The late renowned theologian Frederick Buechner explained it like this. “Humility is often confused with gentlemanly self-deprecation of saying you’re not much of a bridge player when you know perfectly well you are. Conscious or otherwise, this kind of humility is a form of gamesmanship. If you really aren’t much of a bridge player, you’re apt to be rather proud of yourself for admitting it so humbly. This kind of humility is a form of low comedy. True humility doesn’t consist of thinking ill of yourself but of not thinking of yourself much differently from the way you’d be apt to think of anybody else. It is the capacity for being no more and no less pleased when you play your own hand well than when your opponents do.”

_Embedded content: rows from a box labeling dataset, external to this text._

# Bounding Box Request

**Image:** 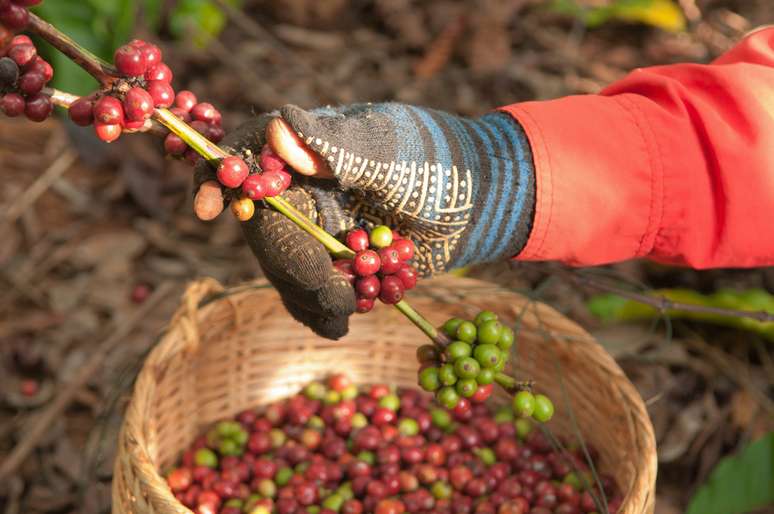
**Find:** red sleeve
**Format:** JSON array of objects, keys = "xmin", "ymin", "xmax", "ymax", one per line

[{"xmin": 502, "ymin": 27, "xmax": 774, "ymax": 268}]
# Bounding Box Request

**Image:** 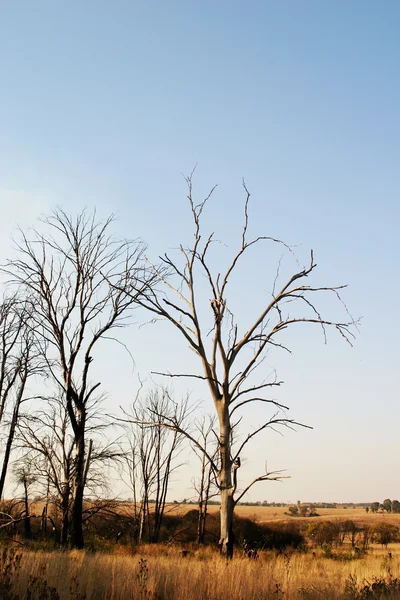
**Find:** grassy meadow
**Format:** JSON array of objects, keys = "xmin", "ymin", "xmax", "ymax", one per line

[{"xmin": 0, "ymin": 504, "xmax": 400, "ymax": 600}]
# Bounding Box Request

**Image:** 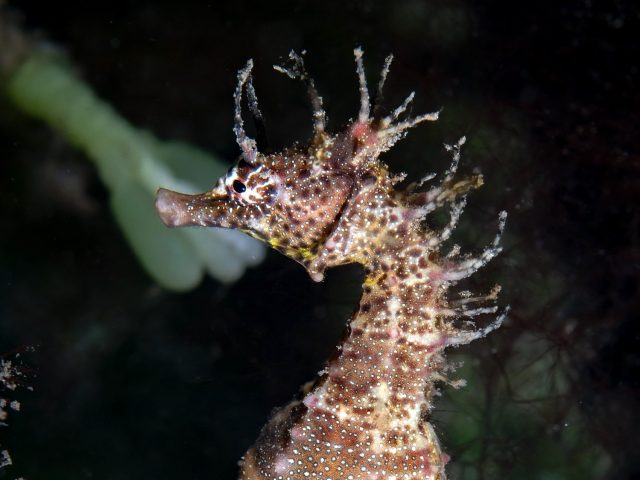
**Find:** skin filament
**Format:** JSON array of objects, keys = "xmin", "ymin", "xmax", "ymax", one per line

[{"xmin": 156, "ymin": 48, "xmax": 506, "ymax": 480}]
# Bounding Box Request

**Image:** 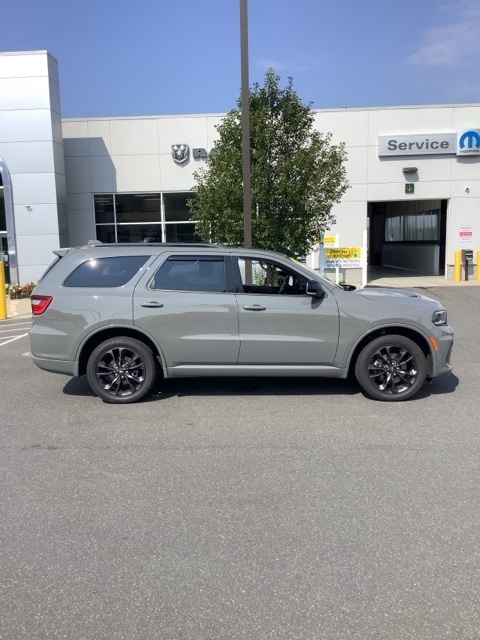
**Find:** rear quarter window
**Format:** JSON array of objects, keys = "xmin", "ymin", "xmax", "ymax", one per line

I know of no better example of that type of “true humility” than a good friend of ours, an entrepreneur and the founder and leader of a highly successful enterprise, who, when she speaks to groups, talks incessantly about herself. Except, no one seems to notice, for neither is she boastful, nor is she self-deprecating, only that it is impossible for her to share the mission of the enterprise she founded and the lives it has impacted without sharing about herself. As Buechner expressed it, “not thinking of your self much differently from the way you’d be apt to think of anybody else.”
In much the same way the Apostle Paul encouraged the Philippians to practice that type of true humility, the same humility of Christ himself. “Do nothing out of selfish ambition or vain conceit, but in humility consider others better than yourselves. Each of you should look not only to your own interests, but also to the interests of others.”